- Born: Kenneth Davidson Gott 22 February 1922 Australia
- Died: 12 March 1990 (aged 68)
- Spouse: Beth Gott
- Writing career
- Language: English
- Notable work: Voices of hate

= Ken Gott =

Australian journalist and activist (1922–1990)

Kenneth Davidson Gott (22 February 1922 – 12 March 1990) was one of the leading left wing activists in Melbourne in the decades after World War Two. Along with Stephen Murray-Smith (1922–1988) he was a student leader and member of the university branch of the Communist Party of Australia in the 1940s.

==Career==

Gott commenced studies at the University of Melbourne in 1941 joining the Melbourne University Regiment on 6 December, the day of the bombing of Pearl Harbor by the Japanese. He was given approval to return to his studies, and was later declared unfit for active service.

He subsequently worked in a number of unskilled jobs, and casual work at the Melbourne Herald newspaper, as well as research for trade unions. In 1950 he travelled overseas to Prague, to head the International Union of Students weekly news service.
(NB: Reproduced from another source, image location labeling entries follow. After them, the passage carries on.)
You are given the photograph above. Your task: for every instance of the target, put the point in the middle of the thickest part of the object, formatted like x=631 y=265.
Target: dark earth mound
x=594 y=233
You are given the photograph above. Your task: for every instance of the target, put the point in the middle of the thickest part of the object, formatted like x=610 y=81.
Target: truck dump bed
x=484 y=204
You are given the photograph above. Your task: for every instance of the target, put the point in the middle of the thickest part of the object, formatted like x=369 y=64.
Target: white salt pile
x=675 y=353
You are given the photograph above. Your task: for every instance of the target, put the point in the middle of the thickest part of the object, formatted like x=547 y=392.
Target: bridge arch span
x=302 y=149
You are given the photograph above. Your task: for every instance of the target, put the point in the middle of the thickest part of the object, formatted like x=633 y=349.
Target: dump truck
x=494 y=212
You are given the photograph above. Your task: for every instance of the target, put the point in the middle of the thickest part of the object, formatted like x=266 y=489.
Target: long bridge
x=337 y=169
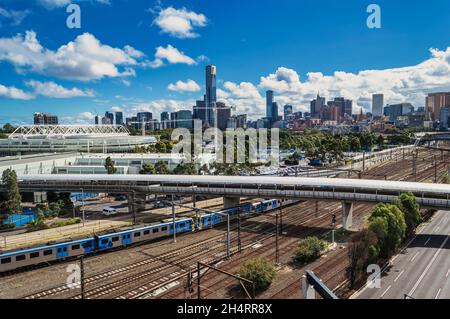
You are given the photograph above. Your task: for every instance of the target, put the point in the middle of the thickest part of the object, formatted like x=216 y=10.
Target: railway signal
x=333 y=220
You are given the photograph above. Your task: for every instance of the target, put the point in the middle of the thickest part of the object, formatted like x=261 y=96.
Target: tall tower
x=377 y=105
x=269 y=104
x=211 y=95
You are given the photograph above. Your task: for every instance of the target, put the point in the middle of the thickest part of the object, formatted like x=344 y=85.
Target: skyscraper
x=288 y=109
x=274 y=112
x=377 y=105
x=119 y=118
x=269 y=104
x=211 y=95
x=110 y=117
x=434 y=103
x=223 y=114
x=316 y=106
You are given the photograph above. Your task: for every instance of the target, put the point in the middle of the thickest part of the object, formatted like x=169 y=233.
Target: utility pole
x=228 y=237
x=174 y=222
x=277 y=231
x=83 y=294
x=133 y=207
x=364 y=161
x=82 y=205
x=281 y=218
x=239 y=231
x=435 y=169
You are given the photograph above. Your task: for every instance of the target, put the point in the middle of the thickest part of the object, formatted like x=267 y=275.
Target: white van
x=108 y=211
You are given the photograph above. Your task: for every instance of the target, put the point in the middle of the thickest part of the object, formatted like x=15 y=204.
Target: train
x=55 y=252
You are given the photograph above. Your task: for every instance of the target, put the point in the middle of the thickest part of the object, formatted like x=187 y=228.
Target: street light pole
x=82 y=205
x=173 y=217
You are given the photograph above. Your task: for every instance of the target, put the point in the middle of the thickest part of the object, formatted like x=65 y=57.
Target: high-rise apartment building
x=119 y=118
x=377 y=105
x=45 y=119
x=434 y=103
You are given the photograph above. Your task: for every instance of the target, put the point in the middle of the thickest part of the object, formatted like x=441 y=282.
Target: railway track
x=164 y=275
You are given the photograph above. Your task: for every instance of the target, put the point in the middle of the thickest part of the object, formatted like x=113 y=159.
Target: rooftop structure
x=72 y=138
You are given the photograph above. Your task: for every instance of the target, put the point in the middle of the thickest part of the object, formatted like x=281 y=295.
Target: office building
x=269 y=104
x=288 y=110
x=377 y=105
x=119 y=118
x=211 y=95
x=434 y=102
x=45 y=119
x=223 y=114
x=316 y=106
x=110 y=116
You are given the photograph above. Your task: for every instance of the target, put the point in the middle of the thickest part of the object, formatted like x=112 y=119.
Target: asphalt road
x=421 y=271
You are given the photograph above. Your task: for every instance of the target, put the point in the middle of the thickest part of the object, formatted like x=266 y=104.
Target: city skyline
x=160 y=69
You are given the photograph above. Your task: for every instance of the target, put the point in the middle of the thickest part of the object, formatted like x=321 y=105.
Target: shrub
x=258 y=270
x=309 y=249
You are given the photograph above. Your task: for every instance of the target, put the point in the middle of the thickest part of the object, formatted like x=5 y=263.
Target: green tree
x=109 y=165
x=162 y=168
x=185 y=169
x=388 y=223
x=309 y=249
x=362 y=251
x=148 y=169
x=354 y=144
x=258 y=270
x=411 y=209
x=13 y=200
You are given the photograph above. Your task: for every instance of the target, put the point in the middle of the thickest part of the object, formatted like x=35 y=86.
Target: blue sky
x=295 y=48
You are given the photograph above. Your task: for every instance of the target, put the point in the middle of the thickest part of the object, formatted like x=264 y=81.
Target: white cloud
x=170 y=54
x=179 y=23
x=52 y=4
x=188 y=86
x=53 y=90
x=14 y=93
x=406 y=84
x=87 y=116
x=83 y=59
x=14 y=16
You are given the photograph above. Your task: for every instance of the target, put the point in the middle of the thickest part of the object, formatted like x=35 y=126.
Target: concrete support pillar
x=347 y=215
x=307 y=289
x=230 y=202
x=40 y=197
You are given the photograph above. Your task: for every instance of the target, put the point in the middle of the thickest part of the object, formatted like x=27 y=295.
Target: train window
x=48 y=252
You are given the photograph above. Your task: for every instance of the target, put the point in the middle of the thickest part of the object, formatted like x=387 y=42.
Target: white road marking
x=385 y=292
x=439 y=292
x=428 y=267
x=414 y=257
x=399 y=275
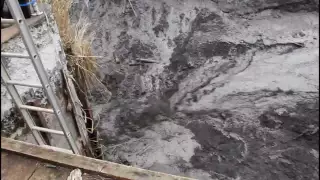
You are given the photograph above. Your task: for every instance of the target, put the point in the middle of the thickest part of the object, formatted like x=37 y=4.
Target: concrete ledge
x=12 y=31
x=89 y=165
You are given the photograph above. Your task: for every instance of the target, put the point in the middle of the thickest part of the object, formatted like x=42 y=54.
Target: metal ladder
x=19 y=19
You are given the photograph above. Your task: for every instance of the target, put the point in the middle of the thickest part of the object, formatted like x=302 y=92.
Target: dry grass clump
x=76 y=44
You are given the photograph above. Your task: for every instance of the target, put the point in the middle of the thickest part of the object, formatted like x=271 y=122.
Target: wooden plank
x=44 y=172
x=95 y=166
x=16 y=167
x=12 y=31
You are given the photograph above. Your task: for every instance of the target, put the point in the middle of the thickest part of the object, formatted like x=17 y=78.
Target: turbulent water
x=233 y=95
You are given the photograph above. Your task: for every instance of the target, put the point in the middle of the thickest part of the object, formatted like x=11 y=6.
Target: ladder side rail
x=16 y=98
x=37 y=63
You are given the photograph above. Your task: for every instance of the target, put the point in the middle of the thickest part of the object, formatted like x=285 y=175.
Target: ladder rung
x=7 y=21
x=33 y=108
x=57 y=149
x=23 y=84
x=47 y=130
x=16 y=55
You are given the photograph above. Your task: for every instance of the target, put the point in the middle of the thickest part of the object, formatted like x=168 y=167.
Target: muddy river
x=210 y=89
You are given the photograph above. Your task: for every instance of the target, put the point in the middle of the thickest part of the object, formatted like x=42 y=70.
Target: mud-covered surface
x=234 y=94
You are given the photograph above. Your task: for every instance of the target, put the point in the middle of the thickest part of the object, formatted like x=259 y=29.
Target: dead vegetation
x=76 y=44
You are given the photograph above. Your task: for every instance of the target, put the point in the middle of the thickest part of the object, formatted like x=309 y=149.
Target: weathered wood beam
x=86 y=164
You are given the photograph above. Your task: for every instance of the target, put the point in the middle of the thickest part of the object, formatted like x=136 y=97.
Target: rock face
x=234 y=95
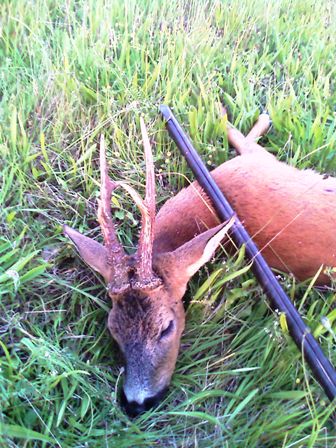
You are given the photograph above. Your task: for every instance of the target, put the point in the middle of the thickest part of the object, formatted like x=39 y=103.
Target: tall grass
x=73 y=69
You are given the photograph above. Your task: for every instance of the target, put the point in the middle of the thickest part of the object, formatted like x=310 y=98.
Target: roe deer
x=290 y=213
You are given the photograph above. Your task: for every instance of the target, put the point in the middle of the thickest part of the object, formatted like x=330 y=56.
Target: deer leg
x=247 y=145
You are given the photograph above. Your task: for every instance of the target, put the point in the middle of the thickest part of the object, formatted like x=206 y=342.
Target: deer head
x=146 y=288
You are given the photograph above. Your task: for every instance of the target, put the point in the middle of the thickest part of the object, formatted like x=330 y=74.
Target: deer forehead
x=139 y=314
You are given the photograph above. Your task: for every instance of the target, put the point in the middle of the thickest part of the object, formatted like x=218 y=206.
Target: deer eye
x=168 y=330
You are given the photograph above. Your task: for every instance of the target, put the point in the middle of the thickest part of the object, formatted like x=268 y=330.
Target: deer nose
x=133 y=408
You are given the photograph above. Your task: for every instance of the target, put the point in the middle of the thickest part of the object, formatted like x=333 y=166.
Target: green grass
x=71 y=70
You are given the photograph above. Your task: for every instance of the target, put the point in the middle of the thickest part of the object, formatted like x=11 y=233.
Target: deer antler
x=146 y=277
x=116 y=256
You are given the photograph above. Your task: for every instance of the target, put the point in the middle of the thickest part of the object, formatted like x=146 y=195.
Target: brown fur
x=290 y=214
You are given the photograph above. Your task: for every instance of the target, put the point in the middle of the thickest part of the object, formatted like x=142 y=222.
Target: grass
x=72 y=70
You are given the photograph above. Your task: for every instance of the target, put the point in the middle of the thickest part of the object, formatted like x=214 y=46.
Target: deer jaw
x=148 y=330
x=146 y=288
x=148 y=324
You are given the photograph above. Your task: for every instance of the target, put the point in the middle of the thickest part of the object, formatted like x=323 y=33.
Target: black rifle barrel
x=322 y=368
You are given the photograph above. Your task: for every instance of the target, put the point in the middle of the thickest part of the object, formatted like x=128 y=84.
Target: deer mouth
x=133 y=408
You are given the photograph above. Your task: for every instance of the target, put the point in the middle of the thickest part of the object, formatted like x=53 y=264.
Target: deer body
x=291 y=215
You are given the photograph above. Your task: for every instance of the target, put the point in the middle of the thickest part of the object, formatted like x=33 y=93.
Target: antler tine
x=146 y=276
x=117 y=257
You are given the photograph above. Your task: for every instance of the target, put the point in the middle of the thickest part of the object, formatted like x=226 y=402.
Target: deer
x=290 y=214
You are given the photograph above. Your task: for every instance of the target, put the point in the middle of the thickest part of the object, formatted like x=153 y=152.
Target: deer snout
x=137 y=404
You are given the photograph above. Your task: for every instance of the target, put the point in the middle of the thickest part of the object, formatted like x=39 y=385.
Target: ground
x=74 y=69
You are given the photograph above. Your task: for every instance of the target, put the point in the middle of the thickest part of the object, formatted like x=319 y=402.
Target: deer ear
x=184 y=262
x=93 y=253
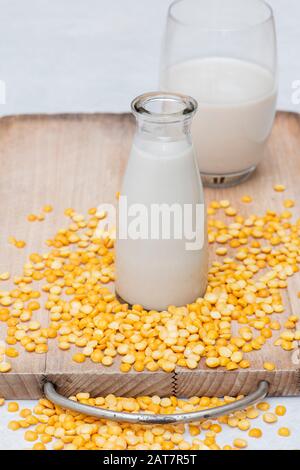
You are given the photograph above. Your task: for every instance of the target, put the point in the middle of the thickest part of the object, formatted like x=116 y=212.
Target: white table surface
x=95 y=55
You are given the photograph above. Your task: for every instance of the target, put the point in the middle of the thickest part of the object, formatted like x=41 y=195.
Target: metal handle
x=143 y=418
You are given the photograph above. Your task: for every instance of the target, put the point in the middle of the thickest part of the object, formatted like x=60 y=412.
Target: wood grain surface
x=78 y=161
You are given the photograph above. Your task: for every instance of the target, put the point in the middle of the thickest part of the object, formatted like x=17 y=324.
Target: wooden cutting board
x=78 y=161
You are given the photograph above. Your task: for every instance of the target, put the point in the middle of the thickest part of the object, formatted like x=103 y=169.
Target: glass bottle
x=161 y=246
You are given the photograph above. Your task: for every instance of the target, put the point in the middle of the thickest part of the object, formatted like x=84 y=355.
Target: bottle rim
x=165 y=107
Gott left Czechoslovakia, and was expelled from the Communist Party, disillusioned by the 1956 Russian invasion of Hungary and Khrushchev's revelations of Stalin's terror. However, he remained a political activist assisting the Communist Party press and undertaking research on behalf of the Australian Labor Party and took a significant role in subverting the Communist efforts to manipulate the 1959 ANZ Peace Congress. In Australia, he worked as a journalist for The West Australian and for the Sydney fortnightly newspaper Nation. He was a foundation staff member of The Australian newspaper, becoming features editor 1964–1965. He was a senior editor and research director for Business International, travelling to New York, and later Hong Kong and Bangkok and appointed Asian editor of Business Week, and then managing director of Business Asia. Returning to Australia he took a role as senior adviser and personal assistant to Sir Maurice Mawby of the mining company Rio Tinto. He was a prodigious writer and kept extensive papers, which have been acquired by the State Library of Victoria.

Other roles which Gott fulfilled at various times include:
- Tasmanian District delegate, Federal Executive, Australian Journalists' Association
- Australia-China Society Victorian Branch, 1953 committee member, 1956–1959 secretary
- manager, Wallaby Recordings
- managing director, shareholder and secretary, Pacific Merchandising Agency 1953–1954
- Australian Trade Research Service 1954–

==Personal life==

Gott courted Beth Serpell (née Noye) after her first husband died during the war, reuniting and marrying her after she had completed a postgraduate scholarship in London. They had three children. Gott died in 1990.

==Publications==
- Gott, K. D. (1965). Voices of hate : a study of the Australian League of Rights and its director, Eric D. Butler. Melbourne: Dissent.